Last year, we saw a huge spike in shoppers heading into stores on 23 December. This year, though there are currently fewer restrictions on store capacity now face masks are mandatory, it’s unlikely retailers will be able to accommodate a huge influx of shoppers all at once in the days leading up to Christmas. With more people likely to be hosting Christmas at home this year, rather than travelling abroad, demand may also be higher than usual. Encouraging consumers to stock up on the ambient essentials as early as September should therefore be a key priority.
Regular, informative and clear communication advising customers why they should start stocking up early should also be implemented, as well as platforms to help them do so. Incentivising with special one-off free deliveries could be effective, tapping into the growing number of e-commerce sales in recent months – up 21% in fact.

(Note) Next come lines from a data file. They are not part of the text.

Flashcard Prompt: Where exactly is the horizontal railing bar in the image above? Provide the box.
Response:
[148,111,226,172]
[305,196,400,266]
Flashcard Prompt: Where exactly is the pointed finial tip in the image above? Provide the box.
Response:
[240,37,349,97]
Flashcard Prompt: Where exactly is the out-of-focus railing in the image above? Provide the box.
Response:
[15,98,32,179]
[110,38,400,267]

Retailers can then work with suppliers to map out stock levels, production capacity and transport capabilities based on this new rhythm of shopping.
Providing the right range
As we know, people have been making fewer trips to stores for their grocery shopping, having found it more stressful during social distancing. While data suggests these visits are starting to pick up again, it doesn’t look like ‘normal’ shopping behaviour will return until at least October-November.

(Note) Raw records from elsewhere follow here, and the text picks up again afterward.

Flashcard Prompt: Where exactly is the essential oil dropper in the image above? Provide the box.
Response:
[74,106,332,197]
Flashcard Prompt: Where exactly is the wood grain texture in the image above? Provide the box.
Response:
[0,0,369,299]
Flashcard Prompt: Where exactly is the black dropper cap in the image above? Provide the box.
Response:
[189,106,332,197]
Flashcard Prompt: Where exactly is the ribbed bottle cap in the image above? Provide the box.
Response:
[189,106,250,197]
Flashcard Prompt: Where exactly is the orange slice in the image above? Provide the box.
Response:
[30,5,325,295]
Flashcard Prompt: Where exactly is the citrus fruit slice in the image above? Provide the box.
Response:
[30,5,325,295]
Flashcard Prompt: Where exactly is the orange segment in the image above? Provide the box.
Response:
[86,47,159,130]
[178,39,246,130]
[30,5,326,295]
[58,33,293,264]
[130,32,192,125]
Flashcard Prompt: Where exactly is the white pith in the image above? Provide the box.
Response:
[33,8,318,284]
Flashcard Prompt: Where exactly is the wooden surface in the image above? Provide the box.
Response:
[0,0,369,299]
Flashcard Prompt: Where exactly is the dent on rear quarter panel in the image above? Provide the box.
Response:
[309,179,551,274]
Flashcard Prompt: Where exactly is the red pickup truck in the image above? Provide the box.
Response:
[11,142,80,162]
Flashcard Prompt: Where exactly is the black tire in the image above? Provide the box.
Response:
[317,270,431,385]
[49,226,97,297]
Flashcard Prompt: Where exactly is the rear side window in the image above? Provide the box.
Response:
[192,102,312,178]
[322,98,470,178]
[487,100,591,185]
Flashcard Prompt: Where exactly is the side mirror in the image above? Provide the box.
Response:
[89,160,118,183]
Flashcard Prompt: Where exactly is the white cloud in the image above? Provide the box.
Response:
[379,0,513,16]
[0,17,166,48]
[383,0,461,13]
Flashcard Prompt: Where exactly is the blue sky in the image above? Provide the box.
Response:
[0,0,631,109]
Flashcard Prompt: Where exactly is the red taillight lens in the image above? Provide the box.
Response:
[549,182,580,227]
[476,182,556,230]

Consumers may therefore be less inclined to ‘leisurely browse’ the shelves this Christmas for novelty items and new products – instead entering stores with clearly defined missions.
Household names will therefore be key this year, with shoppers looking for brands they know and trust. So while NPD is often synonymous with Christmas for supermarkets, this year retailers will need to ensure they’re striking the right balance between driving excitement through innovation and promotions, and ensuring high availability across their core ranges.
Adding some Christmas sparkle
Another key factor impacting the festive season will be the continued limit on out-of-home consumption, with many Christmas events unable to take place. This means the in-home occasion will become even more important, having already seen a massive surge over the course of lockdown. This has largely been driven by shoppers wanting to wind down or chill out, with the desire to treat or reward ourselves also gaining significant momentum. With this in mind, one way supermarkets can enhance the in-home experience this Christmas is by offering a range of high-quality, premium products for those looking to indulge with ‘affordable luxuries’.
Helping to replicate the out-of-home experience with quality food ingredients, great-tasting drinks and show-stopping desserts will help to bring some much-needed sparkle to the nation’s Christmas celebrations this year.
So, while the festive season may not be quite how we envisaged it earlier in the year, there are plenty of learnings we can take forward from recent months. As well as delivering clear updates for shoppers, ensuring robust preparation, agility and close collaboration with suppliers will be key for retailers as we approach the time of year that’s so aptly associated with togetherness and hope.